Respinto il ricorso di un uomo condannato per aver proferito una frase volgare a due rappresentanti della polizia municipale che lo invitavano a rallentare la velocità di guida del suo veicolo
Con la sentenza n. 9200/2020 la Suprema Corte si è pronunciata sul ricorso presentato da un uomo condannato in sede di merito per oltraggio a pubblico ufficiale. Secondo l’accusa, l’imputato, in luogo pubblico e alla presenza di più persone, aveva proferito all’indirizzo di due agenti della polizia municipale, nell’esercizio e a causa delle loro funzioni istituzionali, una frase volgare, ovvero: “che cazzo volete, non mi rompete la minchia”.
Nel ricorrere per cassazione il condannato eccepiva che tale condotta non avrebbe integrato il reato ipotizzato in quanto non atteneva alle qualità morali delle persone esercenti l’ufficio pubblico, e perciò non ne avrebbe leso l’onore. Inoltre le parole pronunciate non avrebbero rivestito una valenza obiettivamente denigratoria della funzione svolta dagli agenti e, quindi, non ne avrebbero compromesso il prestigio. Non v’era poi prova dell’avvenuta percezione della frase da più di due persone.

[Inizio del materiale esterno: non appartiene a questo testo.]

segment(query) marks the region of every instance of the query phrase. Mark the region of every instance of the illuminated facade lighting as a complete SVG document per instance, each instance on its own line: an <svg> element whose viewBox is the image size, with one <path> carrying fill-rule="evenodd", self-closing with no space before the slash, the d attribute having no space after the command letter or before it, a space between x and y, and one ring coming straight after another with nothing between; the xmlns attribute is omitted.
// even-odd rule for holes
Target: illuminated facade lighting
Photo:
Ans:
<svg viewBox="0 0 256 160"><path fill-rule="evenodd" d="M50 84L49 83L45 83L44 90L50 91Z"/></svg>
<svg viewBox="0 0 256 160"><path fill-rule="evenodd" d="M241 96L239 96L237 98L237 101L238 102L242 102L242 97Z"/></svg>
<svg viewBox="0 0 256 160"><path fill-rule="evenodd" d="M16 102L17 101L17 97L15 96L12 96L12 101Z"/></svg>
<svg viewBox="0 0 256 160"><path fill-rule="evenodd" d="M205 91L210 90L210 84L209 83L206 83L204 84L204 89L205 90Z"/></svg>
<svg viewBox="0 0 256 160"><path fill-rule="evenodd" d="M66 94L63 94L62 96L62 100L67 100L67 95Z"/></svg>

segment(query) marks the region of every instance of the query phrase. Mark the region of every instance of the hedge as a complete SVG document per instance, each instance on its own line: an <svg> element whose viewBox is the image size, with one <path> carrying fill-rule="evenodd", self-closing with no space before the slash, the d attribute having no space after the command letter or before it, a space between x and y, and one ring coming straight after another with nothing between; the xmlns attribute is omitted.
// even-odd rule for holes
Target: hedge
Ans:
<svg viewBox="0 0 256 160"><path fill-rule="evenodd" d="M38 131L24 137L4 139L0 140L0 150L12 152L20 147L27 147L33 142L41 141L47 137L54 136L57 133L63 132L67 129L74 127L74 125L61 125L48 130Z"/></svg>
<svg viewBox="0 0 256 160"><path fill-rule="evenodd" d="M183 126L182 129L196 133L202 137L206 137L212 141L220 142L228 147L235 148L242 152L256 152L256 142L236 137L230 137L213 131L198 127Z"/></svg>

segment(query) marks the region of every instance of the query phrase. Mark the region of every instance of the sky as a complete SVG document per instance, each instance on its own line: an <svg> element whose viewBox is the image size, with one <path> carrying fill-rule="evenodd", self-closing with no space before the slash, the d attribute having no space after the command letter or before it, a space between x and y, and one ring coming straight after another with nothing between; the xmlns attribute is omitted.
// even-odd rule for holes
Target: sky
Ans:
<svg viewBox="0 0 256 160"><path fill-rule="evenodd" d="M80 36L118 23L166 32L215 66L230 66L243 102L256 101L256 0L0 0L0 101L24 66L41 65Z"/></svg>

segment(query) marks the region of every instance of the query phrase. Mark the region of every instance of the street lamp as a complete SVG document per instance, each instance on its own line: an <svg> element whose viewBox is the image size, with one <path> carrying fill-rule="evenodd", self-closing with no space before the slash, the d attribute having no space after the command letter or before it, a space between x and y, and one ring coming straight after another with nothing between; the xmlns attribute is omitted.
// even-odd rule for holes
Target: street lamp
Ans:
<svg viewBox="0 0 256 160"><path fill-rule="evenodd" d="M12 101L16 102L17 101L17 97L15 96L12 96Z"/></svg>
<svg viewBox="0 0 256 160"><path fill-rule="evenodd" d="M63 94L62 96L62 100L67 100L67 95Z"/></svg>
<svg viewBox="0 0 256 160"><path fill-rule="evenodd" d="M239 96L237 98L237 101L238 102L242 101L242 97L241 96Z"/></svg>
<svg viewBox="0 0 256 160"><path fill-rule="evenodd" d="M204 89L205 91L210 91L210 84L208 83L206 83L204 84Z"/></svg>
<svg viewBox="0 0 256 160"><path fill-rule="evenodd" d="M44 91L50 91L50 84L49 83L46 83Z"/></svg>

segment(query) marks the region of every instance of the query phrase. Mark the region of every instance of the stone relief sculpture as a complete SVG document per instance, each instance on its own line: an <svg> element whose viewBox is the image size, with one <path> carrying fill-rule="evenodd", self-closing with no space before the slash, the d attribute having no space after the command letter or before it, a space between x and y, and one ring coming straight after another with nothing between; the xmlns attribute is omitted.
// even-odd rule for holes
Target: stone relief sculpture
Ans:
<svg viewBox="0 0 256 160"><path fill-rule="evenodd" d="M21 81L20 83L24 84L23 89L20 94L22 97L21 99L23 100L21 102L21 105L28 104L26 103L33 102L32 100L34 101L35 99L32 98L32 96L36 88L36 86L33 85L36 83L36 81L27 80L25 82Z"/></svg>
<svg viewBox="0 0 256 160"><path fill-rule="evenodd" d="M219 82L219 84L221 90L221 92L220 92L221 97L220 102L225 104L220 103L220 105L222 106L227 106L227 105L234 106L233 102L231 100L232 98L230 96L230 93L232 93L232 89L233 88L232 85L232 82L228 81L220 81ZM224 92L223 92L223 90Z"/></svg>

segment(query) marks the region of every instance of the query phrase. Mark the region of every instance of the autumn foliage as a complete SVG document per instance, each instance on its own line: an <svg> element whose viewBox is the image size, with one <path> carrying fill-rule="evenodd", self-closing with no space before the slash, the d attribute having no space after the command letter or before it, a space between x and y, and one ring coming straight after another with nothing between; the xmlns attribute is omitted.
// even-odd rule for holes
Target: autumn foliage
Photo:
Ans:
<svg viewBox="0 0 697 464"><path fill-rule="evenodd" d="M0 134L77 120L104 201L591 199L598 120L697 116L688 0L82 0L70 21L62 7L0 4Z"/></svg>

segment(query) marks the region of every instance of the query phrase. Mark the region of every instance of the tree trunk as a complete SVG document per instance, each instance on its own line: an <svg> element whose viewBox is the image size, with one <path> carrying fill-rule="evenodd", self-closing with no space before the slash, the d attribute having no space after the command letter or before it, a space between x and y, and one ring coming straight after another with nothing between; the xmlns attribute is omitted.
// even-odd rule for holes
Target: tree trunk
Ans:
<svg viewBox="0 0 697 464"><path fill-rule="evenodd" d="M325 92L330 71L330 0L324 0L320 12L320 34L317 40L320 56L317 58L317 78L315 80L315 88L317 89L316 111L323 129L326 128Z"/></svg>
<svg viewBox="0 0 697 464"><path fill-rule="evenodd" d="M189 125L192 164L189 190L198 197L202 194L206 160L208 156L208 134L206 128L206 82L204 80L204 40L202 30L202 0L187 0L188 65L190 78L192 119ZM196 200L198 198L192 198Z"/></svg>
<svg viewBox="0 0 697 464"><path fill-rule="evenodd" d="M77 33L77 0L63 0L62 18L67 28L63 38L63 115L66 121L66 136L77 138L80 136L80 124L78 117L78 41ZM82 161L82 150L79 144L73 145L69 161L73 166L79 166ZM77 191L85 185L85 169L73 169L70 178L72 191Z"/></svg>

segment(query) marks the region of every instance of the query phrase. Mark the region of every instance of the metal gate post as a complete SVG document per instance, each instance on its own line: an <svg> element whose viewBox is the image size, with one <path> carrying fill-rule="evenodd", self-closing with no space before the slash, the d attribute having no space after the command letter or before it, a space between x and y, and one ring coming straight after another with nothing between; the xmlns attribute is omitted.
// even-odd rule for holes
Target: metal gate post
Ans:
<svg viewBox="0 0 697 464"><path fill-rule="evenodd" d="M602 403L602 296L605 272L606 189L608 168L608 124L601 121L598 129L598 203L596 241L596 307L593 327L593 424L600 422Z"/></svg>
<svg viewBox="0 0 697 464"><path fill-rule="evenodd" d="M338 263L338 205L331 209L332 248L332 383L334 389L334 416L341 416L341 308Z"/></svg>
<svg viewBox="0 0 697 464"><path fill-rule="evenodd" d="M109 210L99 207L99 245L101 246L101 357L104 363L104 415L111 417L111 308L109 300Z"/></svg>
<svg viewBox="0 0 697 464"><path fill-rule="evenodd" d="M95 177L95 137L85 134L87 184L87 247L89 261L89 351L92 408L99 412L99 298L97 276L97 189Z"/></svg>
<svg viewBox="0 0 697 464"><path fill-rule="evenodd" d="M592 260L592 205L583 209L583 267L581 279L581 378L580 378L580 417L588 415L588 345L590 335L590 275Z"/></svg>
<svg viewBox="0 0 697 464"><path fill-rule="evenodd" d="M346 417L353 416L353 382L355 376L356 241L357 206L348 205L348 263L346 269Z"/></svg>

Per i Giudici Ermellini, tuttavia, motivo di ricorso è manifestamente destituito di fondamento giuridico.
La frase pronunciata dal ricorrente – spiegano dal Palazzaccio – è obiettivamente lesiva dell’altrui onore, rappresentando incontestabile manifestazione di disprezzo verso la persona del destinatario, indipendentemente dal ruolo sociale da questi ricoperto.
Nel caso specifico, inoltre, non v’è dubbio che essa sia stata rivolta agli agenti della polizia municipale, non soltanto nell’esercizio delle loro funzioni istituzionali, ma altresì in ragione di tale loro ruolo, avendo essa rappresentato l’immediata reazione tenuta dall’imputato all’attività autoritativa da essi doverosamente esplicata e consistita nell’intimazione a rallentare la velocità di guida del suo veicolo.
La frase, pertanto, si presentava lesiva anche del prestigio del pubblico ufficiale, da intendersi quale rispetto e considerazione dovuti a chi eserciti legittimamente una pubblica funzione.
La Cassazione ha infine chiarito che, ai fini della sussistenza del reato, inoltre, non è necessario che l’offesa sia stata percepita da più persone, oltre ai destinatari. E’ sufficiente, infatti, che le espressioni offensive possano essere udite dai presenti, poiché già questa potenzialità costituisce un aggravio psicologico, che può compromettere l’attività del pubblico ufficiale, facendogli avvertire condizioni avverse, per lui e per l’amministrazione di cui fa parte, ulteriori rispetto a quelle ordinarie.
Pertanto, è necessaria soltanto la prova della presenza di più persone e, ove questa risulti accertata, è sufficiente a far ritenere integrato il reato la mera possibilità della percezione dell’offesa da parte dei presenti. Nel caso specifico, era indiscusso che il fatto fosse avvenuto in una pubblica piazza e nel corso di una manifestazione religiosa, in presenza di una moltitudine di persone: talché la prova logica della mera possibilità di percezione dell’offesa poteva ritenersi ampiamente soddisfatta.